On Tue, 2007-01-30 at 17:23 -0500, Kimpel, Mark William wrote:
> The main problem I am trying to solve it this:
> 
> I am importing a tab delimited file whose first line contains only one
> column, which is a descriptor of the form "col_1 col_2 col_3", i.e. the
> colnames are not tab delineated but are separated by whitespace. I would
> like to parse this first line and make such that it becomes the colnames
> of the rest of the file, which I am reading into R using read.delim().
> The file is so huge that I must do this in R.
> 
> My first question is this: What is the best way to accomplish what I
> want to do?

Mark,

The first thing that comes to mind is a two pass approach on the file:

First pass: (using example file with your first line)

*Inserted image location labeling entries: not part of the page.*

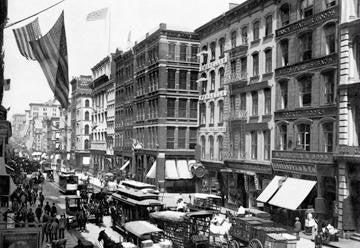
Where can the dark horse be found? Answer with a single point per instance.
(108, 242)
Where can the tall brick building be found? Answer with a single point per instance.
(166, 95)
(305, 115)
(347, 153)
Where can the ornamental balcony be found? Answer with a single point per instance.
(311, 64)
(328, 14)
(237, 51)
(303, 156)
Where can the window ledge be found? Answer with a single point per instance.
(255, 42)
(268, 38)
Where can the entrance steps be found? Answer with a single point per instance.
(355, 236)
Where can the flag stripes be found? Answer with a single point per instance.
(51, 53)
(24, 35)
(97, 15)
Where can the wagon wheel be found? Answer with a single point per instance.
(255, 243)
(234, 244)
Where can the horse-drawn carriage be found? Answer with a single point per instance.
(185, 230)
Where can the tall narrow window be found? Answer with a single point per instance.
(305, 46)
(233, 69)
(268, 26)
(254, 96)
(267, 143)
(212, 113)
(306, 8)
(212, 81)
(182, 79)
(305, 91)
(203, 147)
(211, 144)
(329, 78)
(243, 68)
(267, 102)
(221, 77)
(303, 137)
(255, 64)
(171, 79)
(170, 137)
(182, 108)
(170, 107)
(182, 137)
(212, 50)
(204, 55)
(285, 14)
(284, 48)
(233, 39)
(268, 61)
(202, 114)
(256, 30)
(221, 112)
(172, 51)
(192, 138)
(193, 80)
(220, 147)
(330, 35)
(253, 145)
(283, 94)
(222, 47)
(283, 137)
(183, 52)
(328, 130)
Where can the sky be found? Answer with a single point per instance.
(88, 41)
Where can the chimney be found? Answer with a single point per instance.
(162, 26)
(232, 5)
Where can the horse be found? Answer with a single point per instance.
(107, 241)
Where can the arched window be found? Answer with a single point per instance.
(212, 80)
(221, 112)
(303, 136)
(87, 117)
(233, 39)
(330, 37)
(285, 14)
(211, 144)
(284, 49)
(220, 142)
(212, 110)
(202, 114)
(212, 50)
(283, 137)
(221, 76)
(86, 129)
(328, 136)
(203, 147)
(305, 46)
(86, 144)
(305, 91)
(222, 47)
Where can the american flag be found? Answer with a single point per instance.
(97, 15)
(51, 53)
(26, 34)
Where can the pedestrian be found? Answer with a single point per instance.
(62, 224)
(47, 207)
(41, 198)
(54, 229)
(297, 227)
(53, 210)
(38, 212)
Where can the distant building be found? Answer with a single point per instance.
(80, 112)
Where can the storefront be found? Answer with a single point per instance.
(244, 182)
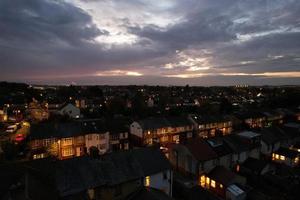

# Get the first line into a vector to set the colnames for the DF
# during the second pass
ColNames <- unlist(read.table("test.txt", nrow = 1, as.is = TRUE))

> str(ColNames)
 Named chr [1:3] "col_1" "col_2" "col_3"
 - attr(*, "names")= chr [1:3] "V1" "V2" "V3"

Second pass:

# Now read the rest of the file, skipping the first line
DF <- read.delim("test.txt", skip = 1, col.names = ColNames)

I believe that should get you the full data set and set the colnames
based upon the first line. This should pretty much obviate the need for
everything below here.

> My other questions revolve around some failed attempts on my part to
> solve the problem on my own using regular expressions. I thought that
> perhaps I could change the first line to "c("col_1", "col_2", "col_3")
> using gsub. I was having trouble figuring out how R uses the backslash
> character because I know that sometimes the backslash one would use in
> Perl needs to be a double backslash in R.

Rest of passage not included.